In a nomination form for Boldt, the parent of one of her former students hailed her efforts to develop the Hanover School Forest into an outdoor learning area that augments work done in the classroom. Her class spends a half hour each week on “Forest Fridays” to maintain feeding stations, study lichens and animal signs, and more.
“Mrs. Boldt is beyond dedicated to her job,” the parent wrote in the nomination form, going on to describe the features of the school forest. “She gives the school, the community and her classroom the gift of vitamin ‘N’ (nature) weekly. … She is the best of the best in our Minnesota education system.”
Boldt’s class and the school forest were recently highlighted on television when KSTP meteorologist Chris Reece and a camera crew visited to do interviews and film the student activities. Click here to watch the segment.
The road to BHM
Boldt started her teaching career in her native Mankato after graduating from Mankato West High School and Minnesota State University, Mankato. After a layoff, however, she and her husband, who had just earned his teaching degree as well, were both hired to teach in Odessa, Texas, where she served at magnet school for gifted students.
“We just decided to up and move. It was an adventure,” she said. “It was a desert part of Texas, oil country, so there were derricks everywhere. There were lizards all over the place and cacti. It was just totally different.”
After eight years in Texas they moved back to Minnesota to be closer to their families, and Boldt was hired as a gifted education specialist for Buffalo-Hanover-Montrose, specifically serving the elementary schools in Montrose and Hanover. After another eight years in that role, she took an opportunity to work in one building only, joining Hanover Elementary as a fourth-grade teacher.
Favorite aspects of the job
Why did she gravitate toward teaching younger students?
“I think it’s because it’s not just one subject; I get to teach many things all day long, and it changes from day to day,” said Boldt. “I like that aspect of it. It’s super busy, but I like the change from one subject to the next. It keeps things fresh.”
Not only does she get to cover almost all content areas, but she can also use one academic discipline to illuminate the next.
“I like that you can teach things in a cross-curricular way,” she said. “Most kids like art and most kids like science – and those are two areas that I just love – so I try to incorporate art and science across everything we do,” said Boldt. “Sometimes when I just verbally explain something they don’t understand, but if I draw it for them they get it. It can help to relate the topic to something else.”
Regardless of subject, Boldt most enjoys the daily interaction with her students. Fourth grade can be a significant step up in terms of academic difficulty, but Boldt emphasizes effort and encourages her students to view mistakes as learning opportunities.

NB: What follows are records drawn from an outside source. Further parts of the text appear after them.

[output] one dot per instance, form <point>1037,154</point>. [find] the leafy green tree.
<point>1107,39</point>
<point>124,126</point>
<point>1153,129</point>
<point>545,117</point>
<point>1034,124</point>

“I get a kick out of the kids,” she said. “Sometimes they say and do things that are just kind of goofy. I go home and I have little stories to tell my husband or my daughter or my grandkids. They just think, ‘Oh, she’s got a fun job.’ And it is. It’s fun.”
Award nomination
When she received notice from the state that she was a Teacher of the Year candidate, it was so unexpected that Boldt nearly deleted the email, thinking it didn’t apply. When she looked closer, however, the truth emerged.
“I was kind of blown away because I never thought what I do would be appreciated to that level. This is how I do things, and I do it that way because I love to show that learning is fun,” she said.
The Teacher of the Year program, now in its 59th year, is open to public and private PreK-12 teachers, as well as instructors in early childhood family education and adult basic education. A panel of evaluators from various fields will review the nominations, select semifinalists, and eventually name a winner on May 7.
While her nomination for the honor is deeply appreciated, Boldt said some of her most meaningful encouragement over the years has come in more routine fashion: when she hears stories of students going home and re-creating experiments that they did in school, or looking into something new they learned about in the forest.
“Those kinds of things just make my day, because it didn’t just stay in the classroom, it went with them,” she said. “And I hope that it goes with them for life, that they love learning and stay curious.”